At the same time, however, this does not take away from the appreciation I have for live forms of art.  If I want to be in the presence of live, original, organic art, I will go to it.  That is the remarkable thing about living in this time.  There are so many possibilities!  


As an actor and a person majoring in theater arts, I have a very personal admiration and respect for live art.  Performing onstage is one of the most vulnerable and beautiful experiences that I have had the absolute pleasure of having many times in my life.  Like any other artist or craftsman, performing requires a certain amount of precision, skill, emotion, and energy in order to be considered great.  In this day and age, a patron of the arts has the choice of watching someone perform live or watching them on a screen from the comfort of their own home.  Ultimately, the decision is the viewer’s responsibility and their decision alone.  According to Walter Benjamin, “By making many reproductions it substitutes a plurality of copies for a unique existence.”  In my opinion, it is okay to have the option to either see a picture of the Mona Lisa on google images or to go and see it in persona all its authentic glory.  Personally, I think there is no comparison between seeing a copy of something and seeing the original thing in person.  There is a special aura surrounding an original piece of work that you cannot totally feel from a replica.  Without question, seeing something extraordinary in person is a more special, poignant experience, and, as I already said, the decision is up to the person making it.  

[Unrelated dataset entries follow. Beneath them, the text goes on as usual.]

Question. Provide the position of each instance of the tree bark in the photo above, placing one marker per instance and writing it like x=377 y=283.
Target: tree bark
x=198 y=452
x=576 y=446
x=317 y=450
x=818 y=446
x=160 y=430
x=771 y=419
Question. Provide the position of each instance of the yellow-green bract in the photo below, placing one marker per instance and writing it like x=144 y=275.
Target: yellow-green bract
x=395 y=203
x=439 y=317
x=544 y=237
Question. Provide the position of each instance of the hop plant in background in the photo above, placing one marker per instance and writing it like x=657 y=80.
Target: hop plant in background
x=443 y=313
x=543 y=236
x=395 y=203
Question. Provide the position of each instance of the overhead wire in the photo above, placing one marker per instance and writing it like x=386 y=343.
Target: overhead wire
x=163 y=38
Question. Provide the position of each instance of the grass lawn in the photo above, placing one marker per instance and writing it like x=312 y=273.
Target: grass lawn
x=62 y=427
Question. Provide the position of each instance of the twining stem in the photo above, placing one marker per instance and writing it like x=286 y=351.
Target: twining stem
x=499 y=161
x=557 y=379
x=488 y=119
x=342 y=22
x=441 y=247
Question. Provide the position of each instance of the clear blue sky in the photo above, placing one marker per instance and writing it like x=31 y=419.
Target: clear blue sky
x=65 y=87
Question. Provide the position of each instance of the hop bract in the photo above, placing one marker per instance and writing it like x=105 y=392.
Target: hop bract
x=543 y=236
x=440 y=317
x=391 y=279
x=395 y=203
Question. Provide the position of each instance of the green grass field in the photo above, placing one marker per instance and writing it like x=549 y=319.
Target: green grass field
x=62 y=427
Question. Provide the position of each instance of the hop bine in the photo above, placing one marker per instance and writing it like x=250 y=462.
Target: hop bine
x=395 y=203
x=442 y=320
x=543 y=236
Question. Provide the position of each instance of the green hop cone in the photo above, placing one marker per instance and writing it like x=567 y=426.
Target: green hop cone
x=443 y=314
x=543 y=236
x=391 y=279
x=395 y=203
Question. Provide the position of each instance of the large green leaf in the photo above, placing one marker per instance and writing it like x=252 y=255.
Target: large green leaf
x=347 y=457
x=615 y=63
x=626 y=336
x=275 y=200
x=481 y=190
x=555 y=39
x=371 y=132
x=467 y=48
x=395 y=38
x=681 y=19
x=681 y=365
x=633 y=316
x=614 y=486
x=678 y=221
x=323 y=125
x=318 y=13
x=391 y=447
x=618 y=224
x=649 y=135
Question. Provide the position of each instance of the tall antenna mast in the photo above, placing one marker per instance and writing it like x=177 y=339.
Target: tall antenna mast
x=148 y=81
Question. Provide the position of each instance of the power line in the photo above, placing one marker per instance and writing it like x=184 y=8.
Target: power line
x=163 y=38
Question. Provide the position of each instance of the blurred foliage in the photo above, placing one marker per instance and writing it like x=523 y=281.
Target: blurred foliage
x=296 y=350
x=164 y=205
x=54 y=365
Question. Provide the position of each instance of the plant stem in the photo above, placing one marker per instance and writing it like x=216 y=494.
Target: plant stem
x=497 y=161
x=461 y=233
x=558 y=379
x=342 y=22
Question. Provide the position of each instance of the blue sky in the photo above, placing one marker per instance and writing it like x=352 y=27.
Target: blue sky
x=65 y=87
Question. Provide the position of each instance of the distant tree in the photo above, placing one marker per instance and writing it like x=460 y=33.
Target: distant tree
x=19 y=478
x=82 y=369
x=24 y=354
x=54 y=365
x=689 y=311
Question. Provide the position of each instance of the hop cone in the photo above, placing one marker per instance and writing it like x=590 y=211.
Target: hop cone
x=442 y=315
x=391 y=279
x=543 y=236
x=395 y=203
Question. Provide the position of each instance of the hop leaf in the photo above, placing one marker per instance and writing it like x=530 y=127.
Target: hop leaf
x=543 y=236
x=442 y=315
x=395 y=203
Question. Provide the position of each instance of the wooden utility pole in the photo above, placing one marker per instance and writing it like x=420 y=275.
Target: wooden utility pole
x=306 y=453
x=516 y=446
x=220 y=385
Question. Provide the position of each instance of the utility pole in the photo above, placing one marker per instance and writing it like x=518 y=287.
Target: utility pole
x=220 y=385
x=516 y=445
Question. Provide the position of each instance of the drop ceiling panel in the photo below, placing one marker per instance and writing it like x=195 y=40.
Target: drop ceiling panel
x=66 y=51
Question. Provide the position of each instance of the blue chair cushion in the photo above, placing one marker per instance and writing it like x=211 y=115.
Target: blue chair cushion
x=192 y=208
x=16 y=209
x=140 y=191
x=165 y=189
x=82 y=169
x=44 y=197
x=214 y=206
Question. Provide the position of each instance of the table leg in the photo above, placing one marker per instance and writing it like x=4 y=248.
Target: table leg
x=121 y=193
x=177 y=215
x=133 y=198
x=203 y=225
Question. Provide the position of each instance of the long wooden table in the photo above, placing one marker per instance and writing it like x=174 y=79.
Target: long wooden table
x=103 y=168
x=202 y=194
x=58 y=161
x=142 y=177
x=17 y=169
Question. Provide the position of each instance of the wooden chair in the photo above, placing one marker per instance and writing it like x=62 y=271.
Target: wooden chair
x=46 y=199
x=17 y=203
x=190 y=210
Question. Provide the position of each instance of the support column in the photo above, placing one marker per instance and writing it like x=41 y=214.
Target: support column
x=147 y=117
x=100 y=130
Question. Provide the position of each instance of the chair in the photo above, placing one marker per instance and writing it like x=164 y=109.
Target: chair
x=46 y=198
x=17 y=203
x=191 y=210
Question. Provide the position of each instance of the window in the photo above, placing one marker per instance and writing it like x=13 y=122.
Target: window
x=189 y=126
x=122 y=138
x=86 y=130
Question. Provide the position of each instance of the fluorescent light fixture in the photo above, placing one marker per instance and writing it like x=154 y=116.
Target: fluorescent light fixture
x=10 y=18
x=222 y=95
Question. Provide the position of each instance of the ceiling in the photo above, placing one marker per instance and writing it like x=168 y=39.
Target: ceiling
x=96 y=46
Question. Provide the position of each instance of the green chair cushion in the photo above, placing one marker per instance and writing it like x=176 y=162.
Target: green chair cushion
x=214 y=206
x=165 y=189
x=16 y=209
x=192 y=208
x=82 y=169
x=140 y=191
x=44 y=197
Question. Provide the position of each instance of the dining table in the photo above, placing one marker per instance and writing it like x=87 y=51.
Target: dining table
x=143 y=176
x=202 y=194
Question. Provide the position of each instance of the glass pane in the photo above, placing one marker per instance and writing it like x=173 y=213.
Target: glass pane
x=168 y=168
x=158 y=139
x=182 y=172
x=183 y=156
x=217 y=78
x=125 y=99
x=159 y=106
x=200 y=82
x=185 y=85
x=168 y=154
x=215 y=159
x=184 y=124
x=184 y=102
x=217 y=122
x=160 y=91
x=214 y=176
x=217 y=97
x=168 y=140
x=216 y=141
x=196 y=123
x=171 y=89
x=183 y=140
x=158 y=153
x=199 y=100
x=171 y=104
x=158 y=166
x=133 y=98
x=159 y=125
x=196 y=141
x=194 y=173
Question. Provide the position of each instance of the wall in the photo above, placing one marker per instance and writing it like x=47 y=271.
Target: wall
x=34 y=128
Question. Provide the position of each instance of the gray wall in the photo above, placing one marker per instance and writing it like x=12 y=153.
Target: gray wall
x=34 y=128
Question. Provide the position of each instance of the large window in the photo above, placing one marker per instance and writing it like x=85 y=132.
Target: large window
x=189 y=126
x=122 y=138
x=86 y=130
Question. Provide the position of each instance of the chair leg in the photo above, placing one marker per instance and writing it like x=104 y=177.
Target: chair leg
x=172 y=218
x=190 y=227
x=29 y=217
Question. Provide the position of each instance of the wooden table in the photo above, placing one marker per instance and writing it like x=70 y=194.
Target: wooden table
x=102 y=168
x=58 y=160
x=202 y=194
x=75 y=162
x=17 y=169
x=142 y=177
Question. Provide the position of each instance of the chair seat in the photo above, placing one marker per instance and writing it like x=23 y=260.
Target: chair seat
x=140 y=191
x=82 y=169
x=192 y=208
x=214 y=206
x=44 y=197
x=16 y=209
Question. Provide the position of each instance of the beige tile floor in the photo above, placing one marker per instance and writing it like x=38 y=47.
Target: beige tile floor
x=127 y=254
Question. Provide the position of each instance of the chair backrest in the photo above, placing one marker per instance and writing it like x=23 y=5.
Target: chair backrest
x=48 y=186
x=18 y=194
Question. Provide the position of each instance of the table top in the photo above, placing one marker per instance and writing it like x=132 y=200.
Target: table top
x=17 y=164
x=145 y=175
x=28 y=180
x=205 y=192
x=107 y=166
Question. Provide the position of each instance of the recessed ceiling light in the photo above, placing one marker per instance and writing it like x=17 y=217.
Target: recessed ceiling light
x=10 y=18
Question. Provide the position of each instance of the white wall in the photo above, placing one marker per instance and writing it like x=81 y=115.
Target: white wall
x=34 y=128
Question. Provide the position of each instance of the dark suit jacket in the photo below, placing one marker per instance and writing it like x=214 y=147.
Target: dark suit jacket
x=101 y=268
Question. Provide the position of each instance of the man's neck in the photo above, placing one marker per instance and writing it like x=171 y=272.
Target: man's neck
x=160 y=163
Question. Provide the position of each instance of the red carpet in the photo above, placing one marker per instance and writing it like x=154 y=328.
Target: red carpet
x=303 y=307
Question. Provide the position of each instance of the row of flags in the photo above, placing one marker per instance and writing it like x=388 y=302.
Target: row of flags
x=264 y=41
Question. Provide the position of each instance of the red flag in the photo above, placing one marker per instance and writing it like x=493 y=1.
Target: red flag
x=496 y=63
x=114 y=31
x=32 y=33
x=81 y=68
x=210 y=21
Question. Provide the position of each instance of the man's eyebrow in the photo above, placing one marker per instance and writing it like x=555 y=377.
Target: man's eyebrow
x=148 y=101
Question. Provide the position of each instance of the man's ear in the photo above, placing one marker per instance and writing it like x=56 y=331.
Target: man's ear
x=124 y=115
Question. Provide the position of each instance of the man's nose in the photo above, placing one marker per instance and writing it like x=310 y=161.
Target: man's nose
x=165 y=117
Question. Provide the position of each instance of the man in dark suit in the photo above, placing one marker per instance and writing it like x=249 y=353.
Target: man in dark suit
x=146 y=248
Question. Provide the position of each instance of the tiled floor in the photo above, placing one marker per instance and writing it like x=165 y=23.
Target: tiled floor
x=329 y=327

As a society, we need to strike the correct balance between these options and take responsibility for our choices and how we live our lives.  James Fallows reveals how having a computer made his job much easier but also how it negatively affected his health and family life.  Well, since the first step of having a problem is recognizing that one has a problem, Fallows cannot be a victim.  He is aware of what is going on and that it is not good for him, so it is up to him to balance his use of the computer and time spent with his family.  These are my general feelings toward everyone who decides to use technology to enhance their lives.  Too much of anything is bad.


The one thing I sincerely do not know how to feel about is something Scott McCloud explores in his comic.  He talks about how artists who use traditional, old-fashioned techniques are unable to compete with the instantaneous work that a computer can generate.  This causes these artists to be in danger of unemployment, and I truly feel bad about this.  Part of me just says, “Well, that’s just the way it is, and they need to keep evolving and learning if they want to continue to make money with their art.”  But then there is another part of me that feels like it is unfair that these masters of a very difficult craft cannot get a job over someone who uses a computer.  I can only hope that people will support the making of original art without the aid of computers or software, as well as other live forms of art free of major influences from technology.